Cette première partie du film est de loin la plus intéressante, tant par son aspect formel que du point de vue de la narration. Durant cette première demi-heure, l’ambiance est solaire, le cadre noyé de lumière. Le montage fluide donne la sensation d’un rêve éveillé, celui que vivent les trois copines, qui, habituées à la pluie anglaise, partagent soudain des moments de luxe insouciant à bord d’un yacht. La bande son est occupée par des morceaux de pop guillerette. Puis vient le glissement progressif qui va entraîner les personnages vers le cauchemar. Une atmosphère nocturne s’installe, des nappes de synthé inquiétantes occupent peu à peu l’espace sonore (la bande originale est signée par François-Eudes Chanfrault, expérimentateur musical également auteur du score de Vinyan de Fabrice du Welz et d’À l’intérieur de Maury et Bustillo) et les personnages quittent le pont du navire et l’air du large pour l’éclairage artificiel et l’atmosphère plus confinée des cabines. Alors que Sean, l’un des boys, reste sur le pont pour conter chastement fleurette à Tammi (la plus sage des filles, celle qui n’a pas fumé de crack et n’a consenti à prendre qu’un demi-ecsta), les cinq autres, les sens chauffés autant par le soleil que par les drogues, entament une partouze dans la plus grande cabine. La séquence est longue et, pour tout dire, assez chaude, mais cet érotisme qui flirte avec le porno n’est pas gratuit : lorsque, dans un craquement de vertèbres, survient le drame (Lisa la blonde trouve accidentellement la mort suite à un « donkey punch »), la descente n’en est que plus brutale, pour les personnages comme pour les spectateurs. Les minutes qui suivent sont glaçantes. À l’extérieur, la nuit est tombée, et le temps semble figé. Tous se retrouvent les yeux écarquillés, le bras ballants, autour de la morte.

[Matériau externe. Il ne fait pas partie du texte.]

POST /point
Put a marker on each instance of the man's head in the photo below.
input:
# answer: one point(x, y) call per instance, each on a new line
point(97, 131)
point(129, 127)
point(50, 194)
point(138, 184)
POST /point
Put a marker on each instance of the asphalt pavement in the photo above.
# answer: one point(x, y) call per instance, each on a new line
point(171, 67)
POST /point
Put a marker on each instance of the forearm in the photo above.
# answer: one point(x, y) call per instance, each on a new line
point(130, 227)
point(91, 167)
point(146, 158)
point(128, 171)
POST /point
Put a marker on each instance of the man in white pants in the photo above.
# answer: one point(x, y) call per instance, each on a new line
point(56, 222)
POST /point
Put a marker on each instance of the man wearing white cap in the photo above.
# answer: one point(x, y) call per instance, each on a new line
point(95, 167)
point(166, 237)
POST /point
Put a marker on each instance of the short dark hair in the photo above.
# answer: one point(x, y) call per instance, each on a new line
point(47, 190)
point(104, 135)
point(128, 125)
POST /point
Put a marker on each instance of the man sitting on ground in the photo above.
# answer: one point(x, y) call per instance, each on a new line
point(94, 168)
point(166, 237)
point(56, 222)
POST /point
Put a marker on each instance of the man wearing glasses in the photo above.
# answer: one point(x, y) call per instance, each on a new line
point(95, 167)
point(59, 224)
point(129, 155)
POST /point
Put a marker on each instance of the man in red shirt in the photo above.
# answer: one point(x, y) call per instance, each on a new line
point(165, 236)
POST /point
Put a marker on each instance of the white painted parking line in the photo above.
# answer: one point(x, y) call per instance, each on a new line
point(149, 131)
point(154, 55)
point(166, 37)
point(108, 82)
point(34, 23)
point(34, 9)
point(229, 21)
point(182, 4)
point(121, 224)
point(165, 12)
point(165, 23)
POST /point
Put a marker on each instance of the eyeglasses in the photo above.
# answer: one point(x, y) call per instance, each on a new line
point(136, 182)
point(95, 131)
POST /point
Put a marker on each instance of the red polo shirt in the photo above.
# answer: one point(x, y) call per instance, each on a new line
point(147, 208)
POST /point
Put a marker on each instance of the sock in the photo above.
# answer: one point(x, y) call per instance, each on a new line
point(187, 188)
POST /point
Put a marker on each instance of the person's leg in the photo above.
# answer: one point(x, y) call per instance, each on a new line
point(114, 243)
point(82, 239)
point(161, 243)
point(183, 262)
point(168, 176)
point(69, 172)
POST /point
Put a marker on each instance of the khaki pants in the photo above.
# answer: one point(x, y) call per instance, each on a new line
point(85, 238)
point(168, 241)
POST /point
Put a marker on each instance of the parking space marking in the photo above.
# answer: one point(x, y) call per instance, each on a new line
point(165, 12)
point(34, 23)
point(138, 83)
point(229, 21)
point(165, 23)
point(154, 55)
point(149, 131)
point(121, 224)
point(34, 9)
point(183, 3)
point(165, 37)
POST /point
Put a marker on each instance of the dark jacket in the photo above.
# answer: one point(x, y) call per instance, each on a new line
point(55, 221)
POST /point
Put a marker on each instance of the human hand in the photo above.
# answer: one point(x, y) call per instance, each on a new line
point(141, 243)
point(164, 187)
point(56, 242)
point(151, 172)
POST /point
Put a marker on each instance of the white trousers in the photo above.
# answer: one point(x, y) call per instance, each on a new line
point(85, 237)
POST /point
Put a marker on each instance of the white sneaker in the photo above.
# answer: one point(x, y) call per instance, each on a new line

Malheureusement, la suite du film (il reste encore une bonne heure de métrage) n’est pas aussi réussie. Car le réalisateur Oliver « Olly » Blackburn ne veut pas se contenter d’un seul cadavre, et il entend donner à son récit des allures de tragédie. Le décès de Lisa provoque des dissensions à l’intérieur du groupe (que faire de la victime ? Les mecs songent à maquiller l’homicide en accident, puis envisagent carrément de jeter le corps à l’eau, ce que les copines survivantes n’apprécient guère), dissensions qui vont aller crescendo jusqu’à isoler les personnages un par un, les rapports cordiaux du début évoluant en purs rapports de force qui vont provoquer de nouvelles morts (dont une, très spectaculaire, causée par les flammes d’une fusée de détresse). Sur le papier, le tour horrible que prend l’intrigue peut sembler séduisant, mais les événements s’enchaînent avec une régularité de métronome. Cette progression mécanique, qui vise à accumuler les morts au mépris de la vraisemblance, porte un coup fatal à l’intérêt qu’on portait au film, d’autant que le sort des héros, superficiels, pas très sympathiques, nous importe au final assez peu (le personnage de Tammi, point d’ancrage pour les spectateurs, est assez fadasse et trop en retrait). Et l’ennui finit par s’installer jusqu’au générique de fin.

Tourné il y a deux ans, Donkey Punch a été projeté dans de nombreux festivals (dont celui de Sundance) avant d’être finalement distribué en France (il est sorti en Belgique l’été dernier). Après une journée à lézarder au soleil et quelques mojitos sifflés sur le front de mer, si l’envie vous prend d’un peu de fraîcheur et d’une heure trente dans l’obscurité, vous pouvez vous laisser tenter…

Sortie dans les salles le 4 août 2010.